Darktable Performance: Intel vs. Apple and Linux vs. MacOS
I’ve been looking at ways of speeding-up my editing workflow, looking at principally two options in the near future to replace my Intel-based Mac:
An upcoming Mac Pro based on Apple's ARM processors
A GNU/Linux desktop based on an AMD Threadripper
I wanted to see how the new Apple M-based processors would compare to the existing X86/AMD64 architectures, and also, how does MacOS compare to GNU/Linux when running darktable, specifically. GNU/Linux is by far the focus of darktable development, so how would it compare to running on MacOS?
A couple of years ago, I did most of my editing on an Intel NUC with 16GB RAM and an integrated graphics card. It had been working fine for 8MP images, and even 16MP images, but it never felt snappy. Obviously, computers continue to get faster, and I figured I’d upgrade at some point; a forcing function becoming when I moved to the Leica Q2 and its larger raw files. I figured if I needed more storage, I should take the opportunity to improve the performance as well. I ended-up replacing it with a 16” MacBook Pro with a Radeon 5500M and an 8TB SSD. That has been working out well, but again, I hit the limit of the on-device storage; and honestly the lower-powered laptop components weren’t as fast as I could get with a desktop.

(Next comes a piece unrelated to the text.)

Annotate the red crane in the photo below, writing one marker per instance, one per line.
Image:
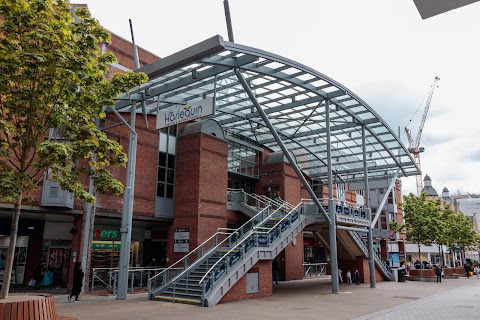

It’s probably helpful at this point to understand what contributes to a smooth user experience in darktable, and what’s important to user performance. There are the basic steps of reading an image from disk and putting it into memory, but where the bulk of your time is going to be spent is rendering images. darktable effects a processed image by executing its rendering pipeline, which includes all of the modules you’ve applied in the image stack: like levels, exposure, cropping, and denoising. Some of these are really basic, but some of these are complex operations; and in order to minimize artifacts between stages of the rendering pipeline, darktable treats every pixel of the image along the way as a 32-bit single precision number–the type of math that CPUs don’t traditionally do very well. To really crank through these complex operations, you want to look toward co-processors, special silicon made by companies like nVidia or (formerly) ATI: discrete graphics cards.

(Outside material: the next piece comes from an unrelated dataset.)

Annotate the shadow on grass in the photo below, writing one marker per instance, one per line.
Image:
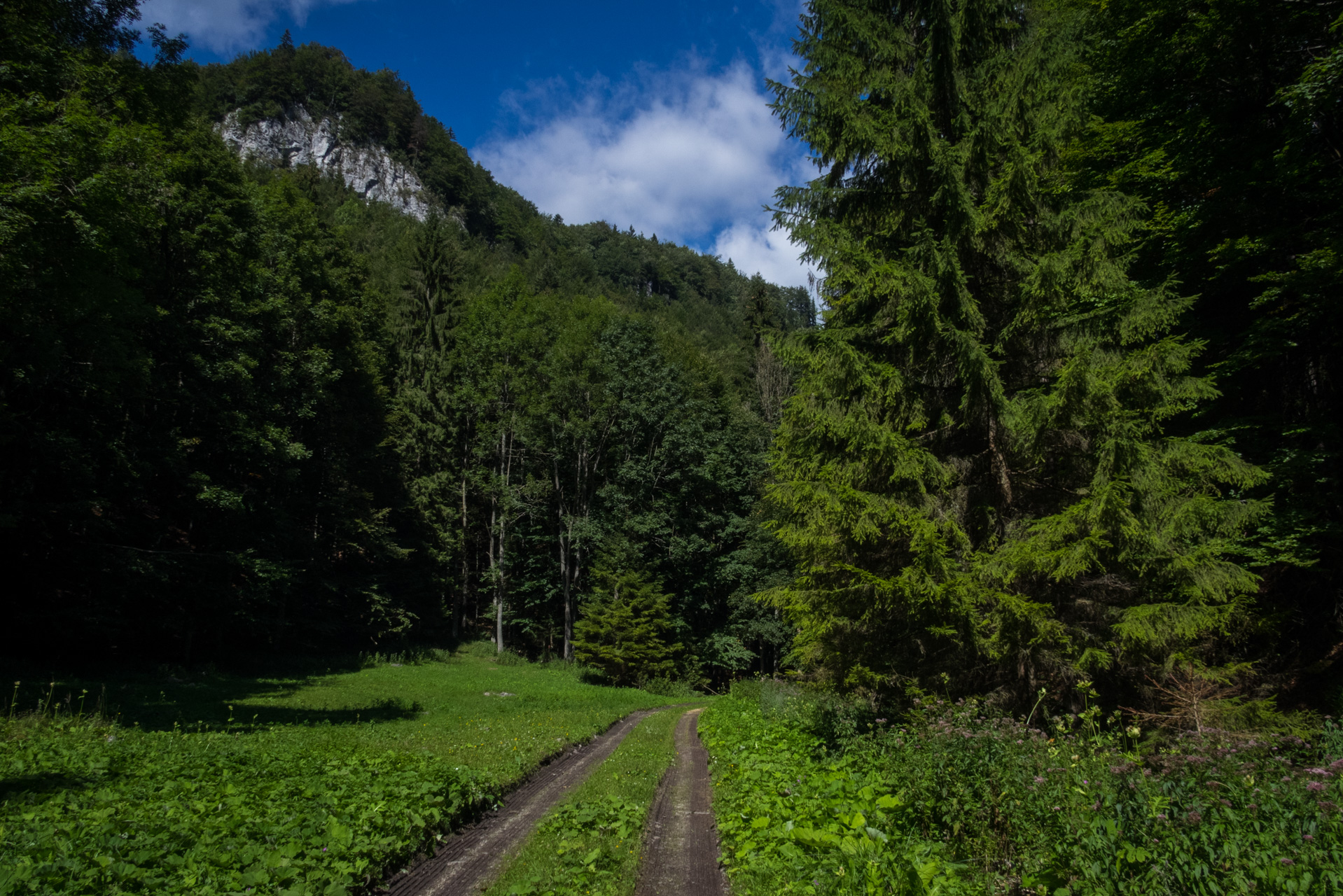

Expensive workstations have been using expensive workstation graphics cards for decades; and more recently, super computers performing complex simulations have been using multiple ultra-high-end cards because of how good they are at doing high-precision calculations, quickly. The good news is, that if you just want to speed-up your darktable rendering, you don’t need one of those astronomically-expensive workstation cards; you’re probably going to see better performance with the simply outrageously priced gaming cards. Generally speaking, the workstation cards are optimized to improve double-precision, or 64-bit, calculations which isn’t used by darktable. For simulations requiring extensive precision: those extra bits will pay dividends, but when you’re mapping back to a limited color gamut, it simply isn’t going to matter, and 32-bit calculations are significantly faster regardless of whether you have a workstation or consumer class card.

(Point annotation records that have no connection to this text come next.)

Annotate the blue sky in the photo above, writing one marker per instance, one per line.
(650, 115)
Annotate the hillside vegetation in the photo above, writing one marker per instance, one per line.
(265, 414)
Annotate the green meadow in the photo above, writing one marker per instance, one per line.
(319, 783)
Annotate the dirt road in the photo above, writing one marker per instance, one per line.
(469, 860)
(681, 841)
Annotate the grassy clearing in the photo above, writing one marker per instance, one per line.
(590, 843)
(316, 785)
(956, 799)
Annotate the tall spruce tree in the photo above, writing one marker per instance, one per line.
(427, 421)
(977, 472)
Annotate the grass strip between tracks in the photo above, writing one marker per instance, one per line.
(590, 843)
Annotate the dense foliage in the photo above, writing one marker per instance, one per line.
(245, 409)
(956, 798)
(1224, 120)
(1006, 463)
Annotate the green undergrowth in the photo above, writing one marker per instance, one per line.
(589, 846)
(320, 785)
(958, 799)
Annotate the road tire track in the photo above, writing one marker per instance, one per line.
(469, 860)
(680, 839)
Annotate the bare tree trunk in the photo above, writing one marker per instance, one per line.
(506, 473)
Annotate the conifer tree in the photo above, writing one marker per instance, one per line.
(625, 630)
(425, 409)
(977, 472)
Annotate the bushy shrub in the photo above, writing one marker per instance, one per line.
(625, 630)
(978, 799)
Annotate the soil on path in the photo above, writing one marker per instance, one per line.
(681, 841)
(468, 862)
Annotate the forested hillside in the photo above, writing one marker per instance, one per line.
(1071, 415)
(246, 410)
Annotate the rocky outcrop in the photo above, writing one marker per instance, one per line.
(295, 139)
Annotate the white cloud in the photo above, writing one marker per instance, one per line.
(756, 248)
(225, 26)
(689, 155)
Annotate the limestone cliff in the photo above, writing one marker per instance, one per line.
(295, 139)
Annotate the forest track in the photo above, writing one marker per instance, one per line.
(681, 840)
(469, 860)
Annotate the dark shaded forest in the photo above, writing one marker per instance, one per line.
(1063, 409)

darktable utilizes OpenCL which is supported by the major graphics card and operating system. Its first commercial implementation was with Apple’s OS 10.6 Snow Leopard in 2009; and despite Apple deprecating it in 2018 with OS 10.14 Mojave, it’s still available on the integrated GPUs in their M1-based computers. Because Apple was deprecating OpenCL in favour of its proprietary Metal API, and based on discussion in the darktable IRC channel (and general preference), at the start of the year I started looking into switching back to a Linux desktop. At the same time, reviews of the M1-based Mac Mini were coming in with praise.
Apple's M1
I think the M1 chipset is exciting in a lot of ways, and I wish Apple were more open about the rest of their hardware so that the overall systems could once again be solid Linux-boxes–but, those wishes aside, let’s focus on the key benefits of M1 and why it really is a better performing architecture for most people. Most users want a quiet–and therefore an energy-efficient–computer which performs normal desktop tasks, like Web browsing and maybe traditional office tasks, and basic media playing. Despite the efforts of Web developers, these tasks aren’t all that taxing, with most of the time involving moving information from disk or the network into memory, having the CPU do something with it, and then pushing that update to memory/disk/display or whatever. The only “special” work beyond that which really helps out the user is speeding-up encryption/decryption (for file encryption, like Apple’s FileVault; or accessing secure Web sites) and optimized decoding for media streams, like H.264 or H.265, to efficiently playback high-resolution video. The M1 is built on an extremely advanced fab process, which gives it better heat dissipation and power utilization compared to the current generation of Intel CPUs. Beyond that there are architectural differences which play into the M1’s favour.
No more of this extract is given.